On 02/03/15 17:26, gremlin@...mlin.ru wrote:
> On 2015-03-02 17:34:55 +0100, Martin Prpic wrote:
> 
>  >>> "Maven Central can now be accessed via HTTPS. I think the
>  >>> default configuration should be switched to use that, rather
>  >>> than the current unsecured HTTP transport."
> 
>  >> Does it use any sort of package signing and signature
>  >> verification?
> 
>  > Seeing as the patch only does s/http/https/,
> 
> Obviously, that doesn't really help.

It's a start, at least... it tells you that this was a reply to your
request, made by someone controlling the corresponding private key for a
"valid" certificate for Maven Central's hostname. Whether that's enough
depends on your threat model.

If the attacker capabilities assumed by your threat model include "can
obtain arbitrary certs from a widely-trusted CA" or "has obtained Maven
Central's private key" then no, it doesn't help. Similarly, if the
attacker's capabilities include "can upload arbitrary packages to Maven
Central" (I assume there's some sort of access control so the author of
log4j can upload new log4j versions but not new Eclipse versions, or
whatever?) then it doesn't help.

However, if the attacker is assumed to be able to do neither of these
things (think "man-in-the-middle on the same coffee shop wifi as you"
rather than "the NSA") then this is enough.

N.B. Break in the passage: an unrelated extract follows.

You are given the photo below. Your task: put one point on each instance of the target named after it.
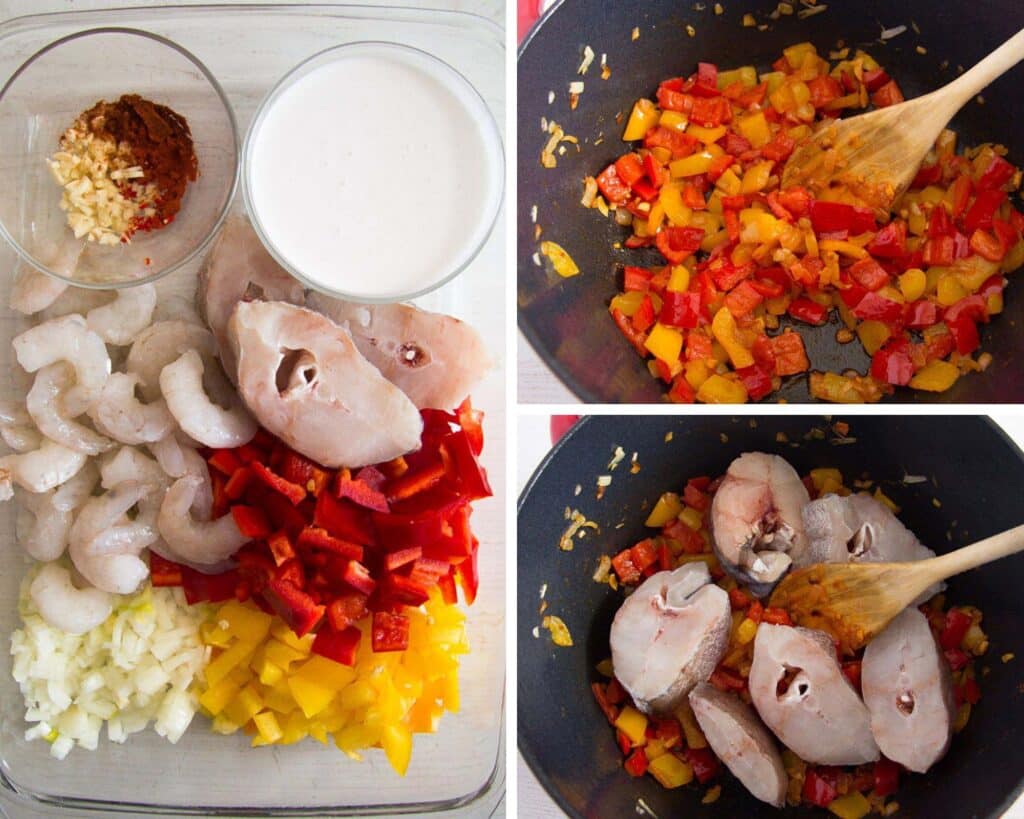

An end-to-end integrity check from the original publisher to the
consumer would prevent more attacks, but would also be harder to deploy
(it requires action from each publisher, verification at each consumer,
and a way to determine whether publisher X is authorized to publish
package Y); protecting against trivial attacks is not as good as
protecting against sophisticated attacks, but seems considerably better
than not protecting against anything at all.